The Labour-led government may have found a way to create a ban on foreign home buyers without breaching the TPP, but its opposition to the ISDS may present a higher hurdle, as Sam Sachdeva reports.
One surprise about the Government’s confirmation of its plan to ban foreigners from buying existing houses was how effortlessly it seemed to sidestep its trade obligations.
Making the announcement, Prime Minister Jacinda Ardern and Trade and Export Growth Minister David Parker said the policy would not breach the TPP or any of its other existing trade deals, with the exception of Singapore.
However, an area where the Government will face greater difficulty is in its proposal to renegotiate the Investor State Dispute Settlement (ISDS) clauses in the TPP.
The ISDS provisions, which allow foreign investors to take action against a TPP country if they believe it has breached its investment rules, have proved controversial.
Labour’s coalition partners, New Zealand First and the Greens, have both explicitly opposed the ISDS provisions, and Ardern said the Government would “do our utmost” to amend the TPP accordingly in time for the Apec summit next week, while opposing ISDS provisions in any future FTAs.
ISDS changes a high hurdle
Stephen Jacobi, the executive director of the New Zealand International Business Forum, says he is more concerned about the Government’s opposition to the ISDS than its ban on foreign home purchases.
“They’re going to have to make a big call…[the ISDS] is something that’s a core aspect of the agreement, it’s one that would benefit New Zealand companies.”
Jacobi says the intent of the ISDS is not give foreign companies greater rights than New Zealand companies but the same rights, and vice versa overseas, given judicial systems in some countries often discriminate against foreign companies.
“That wouldn’t be the case in New Zealand, I understand that, but it is often the case overseas.”
Jacobi is sceptical that New Zealand could win any meaningful changes, given the advanced stage of talks and the fear that the deal could fall over if exceptions start to be made.
“I’m very doubtful, because nobody will want to open up the negotiation and indeed it wouldn’t be in our interest to do so.”
One potential option for New Zealand is to write to each of the other TPP members, asking them to agree that the ISDS provisions would not apply between them.
That was what the previous Government did with Australia: a side letter between the two countries, signed at the same time as the main TPP deal, agreed that investors from either Australia or New Zealand would not be able to use the ISDS against their respective countries.
With Ardern and Parker indicating other countries may share New Zealand’s concerns, that may the best route to win carve-outs without requiring a full renegotiation.
However, Jacobi says it is far from clear whether other countries may be willing to follow in Australia’s footsteps.

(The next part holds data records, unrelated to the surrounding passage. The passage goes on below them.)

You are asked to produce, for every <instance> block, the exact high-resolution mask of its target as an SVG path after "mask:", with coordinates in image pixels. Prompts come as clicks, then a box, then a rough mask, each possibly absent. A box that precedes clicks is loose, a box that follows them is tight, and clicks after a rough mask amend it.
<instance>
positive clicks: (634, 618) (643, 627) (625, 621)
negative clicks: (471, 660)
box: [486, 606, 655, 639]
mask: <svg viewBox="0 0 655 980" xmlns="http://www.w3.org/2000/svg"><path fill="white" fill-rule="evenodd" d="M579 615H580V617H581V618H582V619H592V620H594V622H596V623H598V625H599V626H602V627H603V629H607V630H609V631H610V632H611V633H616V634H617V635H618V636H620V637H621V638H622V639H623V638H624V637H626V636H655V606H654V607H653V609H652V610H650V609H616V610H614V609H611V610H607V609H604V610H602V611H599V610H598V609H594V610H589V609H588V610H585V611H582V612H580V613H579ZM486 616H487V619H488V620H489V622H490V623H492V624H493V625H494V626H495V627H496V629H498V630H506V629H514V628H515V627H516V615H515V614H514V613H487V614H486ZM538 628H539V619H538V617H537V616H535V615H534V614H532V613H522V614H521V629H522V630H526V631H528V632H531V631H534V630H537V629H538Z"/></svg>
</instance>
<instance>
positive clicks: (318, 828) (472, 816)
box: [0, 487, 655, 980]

“I just don’t know the answer to that - it’s conceivable they may, but it’s probably unlikely.”
Protection or problem?
National finance spokesman Steven Joyce on Tuesday defended the previous government’s approach to the ISDS, saying the mechanism was as protective of Kiwi companies as it was of foreign companies.
“In fact, New Zealand is probably the least of other countries’ concerns in some way because we have good strong jurisdictions, good law courts, all those sorts of things that are very independent sorts of things that investors look for.
“Ultimately investor state dispute resolution is about when you have a state which acts in a way that is not telegraphed to look forward to, so those resolution processes are actually of more benefit to New Zealand companies operating in other countries, which perhaps don't have the same level of independent judiciary and so on.”
Stephen Parry, the spokesman for anti-TPP group It’s Our Future, is less charitable about the provisions, praising Ardern for taking a tough line.
Parry says the TPP should be “put on ice” until the Government’s concerns can be addressed, rather than rushing ahead.
“The ISDS concerns are probably the sharp end of the TPPA as far as affecting the ability of governments to respond directly to public policy concerns.”
He says concerns about “unaccountable” tribunals making rulings, while putting corporations “on the same footing as the state”.
While the TPP’s ISDS provisions do provide exceptions for the Government to regulate on the grounds of public policy, Parry says there is concern they are not strong enough.
Then there is the “chilling effect”, where the ISDS provisions may weigh in policymakers’ minds as they consider potential legal action.
Stay or walk away?
Exactly what the Government will do it if it cannot secure changes to the ISDS are unclear, with Ardern saying she was “not going to expose our negotiation position” by confirming whether or not it would walk away from the TPP if it remained unchanged.
However, she seemed to foreshadow the challenges of securing change, saying: “I do acknowledge it will be difficult this late stage to achieve this outcome, but that will not stop us from trying.”
If the Government does move ahead with a TPP containing the ISDS, that seems likely to disappoint critics like Parry. If it pulls out, that will anger some exporters and free trade advocates.
It’s a difficult position to be in, but it seems unlikely the Government will spike the deal over the ISDS. Instead, it may have to claim it did the best it could, even if that does disappoint some of its supporters.